The flower may possibly be a mere combination of grass, a whiff of vapor; but it is not also far more? What is to be said of its beauty, of the mystery surrounding its growth? The cross itself is but a couple of beams; but does this tell of it as a refuge for the sinner, as a triumphant emblem of faith? Surely this faith is the real thing, worth having, not the power to analyze that of others. Science has its place, but it has also its limitations. For one thing, the spiritual life cannot be weighed or measured by science; the pure in heart alone can see God.
To repeat, then, emotion and feeling will outlast argument. The parts of the Bible which have always had the most influence are those which contain passages of great beauty and mystery; and in the teachings of Christ we see the same truth. His power came largely from the fact that He spoke to those about Him in parables; and all the parables of Jesus were full of poetic inspiration.

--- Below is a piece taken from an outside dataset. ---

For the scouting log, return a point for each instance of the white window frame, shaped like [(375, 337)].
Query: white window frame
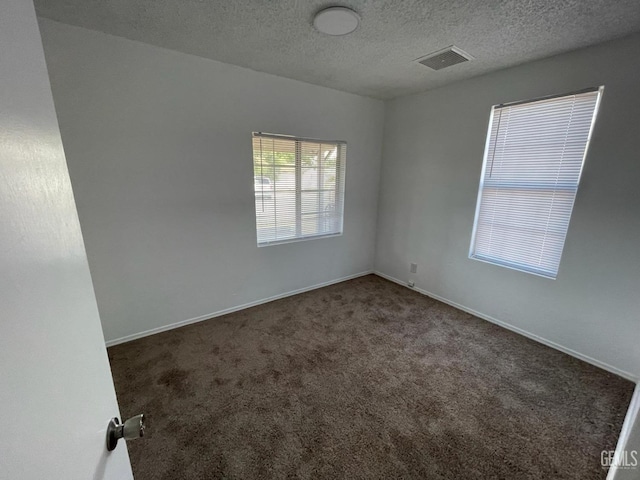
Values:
[(340, 186), (506, 263)]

Perhaps the best lesson to be drawn from this is the value of living our lives as free as possible from the commonplaceness of every day existence. All of us live more or less with what we hope to be or to do, rather than with what we are; and these so-called dreams are among the best realities of life. The triumphs of science itself have been gained by great men who dared to dream and go beyond the limits of actual fact and knowledge.
The great danger in this gospel of emotion is that we shall mistake sentimentality for true feeling. Sentiment is always reserved and unconscious; sentimentalism is self-conscious and shallow, with an eye only for the picturesque. Emotion must not be overdone, but without it our lives would be cold and spiritless.